Generative artificial intelligence (AI) has long faced challenges in producing consistent, high-quality images. Issues such as incorrect details, inconsistent facial symmetry, and problems with image size and resolution have plagued existing models. However, a breakthrough from Rice University computer scientists promises to address these issues and enhance the fidelity of AI-generated images.

Traditional generative AI models, such as Stable Diffusion, Midjourney, and DALL-E, generate images by adding random noise to training images and then removing this noise to create new images. While these models are impressive in generating lifelike and photorealistic images, they struggle with certain issues, particularly when generating images of non-square dimensions. These models often result in repetitive or distorted elements when tasked with creating images of different aspect ratios required for different screens.

Rice University doctoral student Moayed Haji Ali has introduced a new approach called ElasticDiffusion, presented in a peer-reviewed paper at the 2024 Institute of Electrical and Electronics Engineers (IEEE) Conference on Computer Vision and Pattern Recognition (CVPR) in Seattle. ElasticDiffusion aims to resolve the issues associated with non-square images and improve the overall accuracy of generated visuals.

Haji Ali explains that while diffusion models excel at creating square images, they encounter difficulties when tasked with generating images of different aspect ratios. This problem arises because these models combine local and global signals—detailed pixel-level information and overall image outline—into a single data stream. When faced with non-square dimensions, the models often produce visual imperfections due to the repetition or misalignment of these signals.

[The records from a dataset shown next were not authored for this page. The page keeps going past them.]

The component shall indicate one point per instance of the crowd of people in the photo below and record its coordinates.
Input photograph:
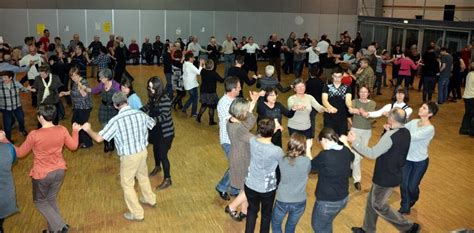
(342, 80)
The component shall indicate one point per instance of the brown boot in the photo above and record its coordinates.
(165, 184)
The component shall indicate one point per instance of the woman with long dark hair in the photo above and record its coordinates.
(161, 136)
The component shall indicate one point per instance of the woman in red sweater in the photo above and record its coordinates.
(48, 163)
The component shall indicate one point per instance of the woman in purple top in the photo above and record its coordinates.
(106, 88)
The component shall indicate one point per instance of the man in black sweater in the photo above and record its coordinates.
(390, 154)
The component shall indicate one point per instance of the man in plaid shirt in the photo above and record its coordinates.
(129, 128)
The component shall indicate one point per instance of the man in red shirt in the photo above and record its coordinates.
(466, 58)
(45, 40)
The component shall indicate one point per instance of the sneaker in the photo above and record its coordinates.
(130, 217)
(142, 201)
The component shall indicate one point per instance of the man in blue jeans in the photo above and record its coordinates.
(232, 89)
(444, 75)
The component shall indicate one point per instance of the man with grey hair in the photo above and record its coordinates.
(132, 148)
(390, 154)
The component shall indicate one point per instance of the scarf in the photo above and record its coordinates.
(46, 87)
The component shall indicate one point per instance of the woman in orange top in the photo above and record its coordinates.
(48, 164)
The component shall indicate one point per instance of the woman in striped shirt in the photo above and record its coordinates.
(161, 136)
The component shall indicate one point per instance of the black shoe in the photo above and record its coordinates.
(165, 184)
(155, 171)
(357, 186)
(233, 214)
(223, 195)
(357, 230)
(404, 212)
(415, 228)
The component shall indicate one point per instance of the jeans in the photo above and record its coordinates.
(297, 68)
(224, 183)
(295, 211)
(81, 116)
(45, 192)
(377, 205)
(324, 213)
(412, 172)
(228, 62)
(428, 87)
(257, 200)
(443, 89)
(160, 153)
(467, 125)
(8, 121)
(193, 99)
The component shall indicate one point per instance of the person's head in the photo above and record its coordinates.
(155, 89)
(428, 109)
(350, 49)
(46, 33)
(120, 100)
(371, 49)
(78, 50)
(232, 86)
(126, 87)
(178, 54)
(7, 76)
(209, 64)
(250, 40)
(271, 95)
(46, 113)
(269, 70)
(105, 75)
(401, 95)
(397, 117)
(103, 50)
(364, 92)
(443, 51)
(239, 59)
(314, 72)
(337, 76)
(296, 146)
(364, 63)
(32, 50)
(239, 108)
(266, 127)
(328, 136)
(74, 73)
(299, 86)
(44, 70)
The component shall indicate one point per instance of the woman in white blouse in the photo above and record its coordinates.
(250, 55)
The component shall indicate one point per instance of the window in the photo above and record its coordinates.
(431, 35)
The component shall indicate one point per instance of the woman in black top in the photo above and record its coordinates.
(333, 164)
(214, 54)
(161, 136)
(269, 107)
(209, 98)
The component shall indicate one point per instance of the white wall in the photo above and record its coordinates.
(15, 24)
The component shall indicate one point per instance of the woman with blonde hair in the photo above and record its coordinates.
(291, 194)
(239, 125)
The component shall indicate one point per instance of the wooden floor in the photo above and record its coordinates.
(91, 199)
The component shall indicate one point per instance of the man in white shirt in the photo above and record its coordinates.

The ElasticDiffusion method innovates by separating local and global signals into distinct conditional and unconditional generation paths. This separation allows the model to handle the additional space required for non-square images more effectively. By subtracting the conditional model from the unconditional one, ElasticDiffusion produces a score that captures overall image information. Subsequently, it applies detailed pixel-level data in quadrants, ensuring that global information such as the aspect ratio and image content remains intact and avoids confusion.

Despite its promising results, ElasticDiffusion currently requires 6-9 times more processing time compared to other diffusion models. The research team aims to reduce this time to match the efficiency of models like Stable Diffusion and DALL-E while maintaining the enhanced image quality.

The introduction of ElasticDiffusion marks a significant step forward in generative AI, offering the potential for more accurate and versatile image generation. This advancement could transform how AI models are used in various applications, from digital art to real-world object recognition.